Amor, sexo y fantasías

Por Oswaldo Osorio Image

La antítesis del cine de Hollywood siempre ha sido el cine europeo. No todo, claro, pero en general lo mejor del cine del viejo continente nada tiene que ver con las fórmulas, esquemas y estereotipos de que están hechos casi todos los filmes de la Meca del cine. Esta película francesa es una prueba de ello: una historia contada con simpleza pero con complejas implicaciones, la acción que no sólo significa movimiento, hay personajes y no arquetipos, no le teme a los diálogos extensos y no necesita de un argumento convencional y definido para mantener el interés en el relato.

Su historia es sobre una pareja que se conoce a través de una revista con el fin de satisfacer una fantasía. Casi toda la película transcurre en el café en que se citan antes de entrar al hotel y nunca sabemos nombres, profesión, gustos personales o esas cosas con que normalmente los guionistas construyen sus personajes y las personas se conocen unas a otras. Se trata, como la define su título original, de una “relación pornográfica”, al menos en principio.

En esta película nada hay explicado explícita o torpemente, sino que siempre hay insinuación, hay indicios que hablan de los personajes y la relación que tienen y que conducen al espectador a la misma ambigüedad e incertidumbre presentes en la relación de dos personas que apenas se están conociendo. Pero para no caer tampoco en la confusión, el director recurre al recurso de la entrevista (de un periodista o un sicoanalista, da igual), tanto para que sirva de hilo conductor de la narración como para ofrecer las dos versiones de la relación. La tercera corre por nuestra cuenta.

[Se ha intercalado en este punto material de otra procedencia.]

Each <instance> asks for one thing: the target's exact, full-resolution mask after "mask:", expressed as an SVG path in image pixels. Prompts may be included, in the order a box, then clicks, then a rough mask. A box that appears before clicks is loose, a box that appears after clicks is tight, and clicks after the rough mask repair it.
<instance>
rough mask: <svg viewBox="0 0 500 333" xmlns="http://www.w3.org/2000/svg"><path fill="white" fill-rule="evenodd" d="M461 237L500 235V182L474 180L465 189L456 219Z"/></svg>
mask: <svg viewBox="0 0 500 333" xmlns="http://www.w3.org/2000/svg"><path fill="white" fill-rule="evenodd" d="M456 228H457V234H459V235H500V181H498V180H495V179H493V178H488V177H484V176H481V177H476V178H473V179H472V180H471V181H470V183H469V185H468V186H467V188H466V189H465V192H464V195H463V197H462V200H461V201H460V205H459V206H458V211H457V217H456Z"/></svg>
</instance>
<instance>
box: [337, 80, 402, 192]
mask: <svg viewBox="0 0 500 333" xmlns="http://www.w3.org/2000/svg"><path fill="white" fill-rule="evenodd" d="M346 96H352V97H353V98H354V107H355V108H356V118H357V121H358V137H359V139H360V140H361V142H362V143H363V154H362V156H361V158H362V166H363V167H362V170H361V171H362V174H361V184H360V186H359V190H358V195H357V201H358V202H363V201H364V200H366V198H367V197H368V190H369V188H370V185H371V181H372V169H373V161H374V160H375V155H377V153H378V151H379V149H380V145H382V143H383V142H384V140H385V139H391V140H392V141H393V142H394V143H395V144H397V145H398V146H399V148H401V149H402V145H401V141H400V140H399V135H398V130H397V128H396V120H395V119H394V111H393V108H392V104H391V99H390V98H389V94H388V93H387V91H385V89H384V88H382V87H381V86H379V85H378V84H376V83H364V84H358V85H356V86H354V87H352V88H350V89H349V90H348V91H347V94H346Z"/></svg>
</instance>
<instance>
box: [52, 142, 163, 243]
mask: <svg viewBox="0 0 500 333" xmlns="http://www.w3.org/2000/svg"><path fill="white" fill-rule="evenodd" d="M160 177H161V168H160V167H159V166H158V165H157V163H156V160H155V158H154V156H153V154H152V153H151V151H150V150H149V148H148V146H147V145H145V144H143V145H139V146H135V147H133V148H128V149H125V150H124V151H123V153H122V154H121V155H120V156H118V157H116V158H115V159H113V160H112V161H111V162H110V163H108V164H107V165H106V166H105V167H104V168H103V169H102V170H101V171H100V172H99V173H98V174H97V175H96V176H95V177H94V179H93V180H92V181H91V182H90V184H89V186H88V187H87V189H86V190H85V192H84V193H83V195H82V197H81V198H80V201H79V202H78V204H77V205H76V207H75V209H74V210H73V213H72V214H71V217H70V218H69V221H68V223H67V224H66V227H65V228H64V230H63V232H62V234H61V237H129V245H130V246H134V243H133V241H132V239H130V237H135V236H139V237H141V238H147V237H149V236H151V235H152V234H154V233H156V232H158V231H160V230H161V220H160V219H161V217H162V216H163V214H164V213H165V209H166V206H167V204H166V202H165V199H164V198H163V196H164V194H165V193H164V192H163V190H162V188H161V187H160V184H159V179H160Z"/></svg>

Aunque el tema central parece ser el sexo, al espectador le ocurre lo mismo que a los protagonistas, que lo que empezó sólo como una fantasía y luego siguió con el sexo, terminó en el amor, con todas sus implicaciones, emociones e incertidumbres. Al entrar esa otra dimensión, entonces, la relación se hace más singular todavía, pero sobre todo más intensa, pues ahora hay pasión y sentimientos casi sublimes, pero también aparecen el temor y la vacilación.

La simpleza de este filme contrasta con lo hondo que alcanza a llegar en el tratamiento y signifización de sus temas, sin necesidad de recurrir a esquemas o efectismos, porque, al contrario del cine de Hollywood, el suspenso está en las palabras, la acción en los gestos, el sexo en las miradas y el final feliz en la certeza de haber visto una muy buena película.